On April 6, 2017, New York Attorney General Eric T. Schneiderman announced that privacy compliance company TRUSTe, Inc., agreed to settle allegations that it failed to properly verify that customer websites aimed at children did not run third-party software to track users. According to Attorney General Schneiderman, the enforcement action taken by the NY AG is the first to target a privacy compliance company over children’s privacy.
TRUSTe was certified by the FTC to operate a Children’s Online Privacy Protection Act (“COPPA”) safe harbor program, under which companies could use its COPPA services to demonstrate compliance with the law. The NY AG alleged that TRUSTe failed to run scans of “most or all” of its 32 customers’ websites for third-party tracking technology on the children’s webpages of those websites. The NY AG further alleged that TRUSTe “failed to make a reasonable determination as to whether third-party tracking technologies present on clients’ websites violated COPPA, certifying child-directed websites despite information indicating that third parties present on those websites collected and used the personal information of users in a manner prohibited by COPPA.”
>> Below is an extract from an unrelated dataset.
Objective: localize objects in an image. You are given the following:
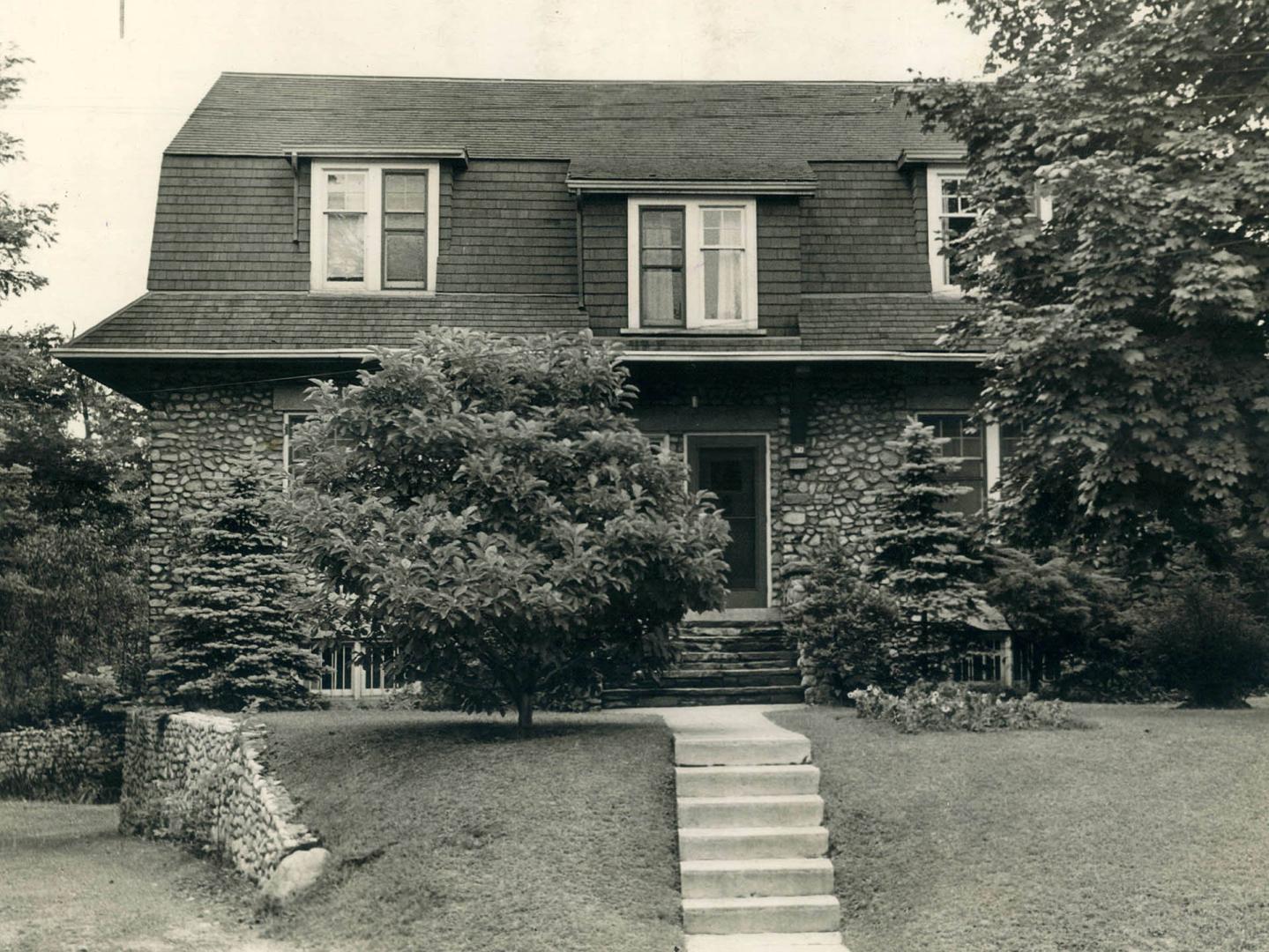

Under the terms of the settlement, TRUSTe agreed to pay $100,000 and “adopt new measures to strengthen its privacy assessments,” including (1) conducting an annual review of the information policies, practices and representations of each customer that participates in its COPPA safe harbor program; (2) requiring customers to conduct comprehensive internal assessments of their practices relating to information collection and use and (3) providing regular training to individuals responsible for performing assessments within the COPPA safe harbor program.